An emaciated, cross-eyed old man appeared between Nathanael’s legs and chuckled. Jesus turned, saw him and recognized him immediately.

“Thomas, my seven-month babe, welcome! Where did you sow your teeth? What did you do with the two hairs you had on your scalp? And from what goat did you uproot that greasy little beard which hangs from your chin? Two-faced, seven-eyed, all-cunning Thomas, is it you?”

“In person! Only the teeth are missing-they fell out along the way-and the two hairs. Everything else is in order.”

“The mind?”

“A true cock.
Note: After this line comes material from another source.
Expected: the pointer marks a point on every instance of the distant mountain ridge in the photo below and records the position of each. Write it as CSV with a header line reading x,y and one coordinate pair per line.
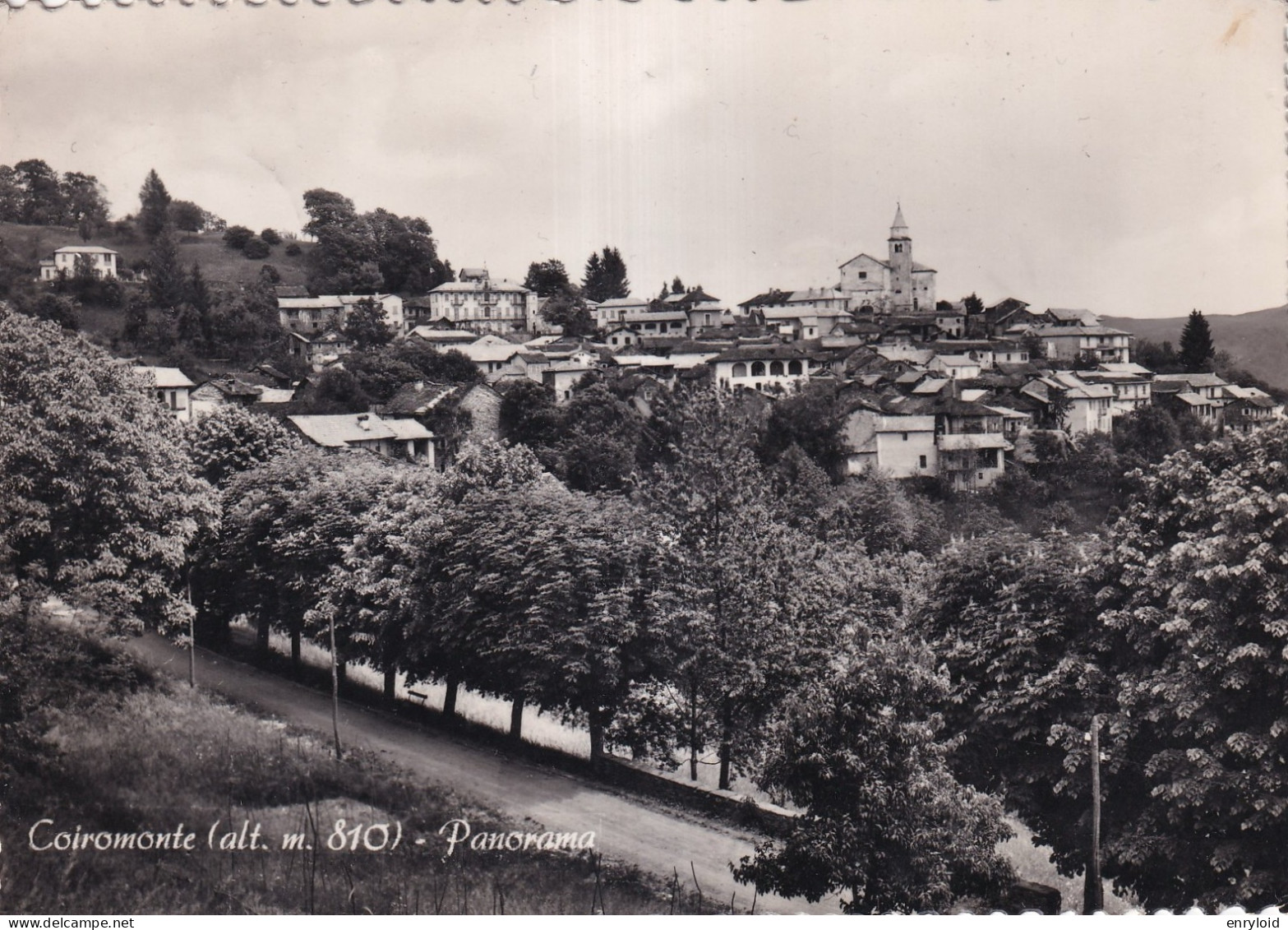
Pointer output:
x,y
1256,341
It mounts the dung heap knowing well enough It isn’t the one who brings the sun, but it crows nevertheless every morning and brings it-because it knows the right time to crow.

“And did you fight too, hero of heroes, to save Jerusalem?”

“Me fight? Am I stupid? I played the prophet.”

“The prophet? So the tiny ant-mind grew wings? Did God blow upon you?”

“What has God got to do with this? My intellect, all by itself, found the secret.”

“What secret?”

“What being a prophet means. Your holiness also knew it once, but I think you’ve forgotten.”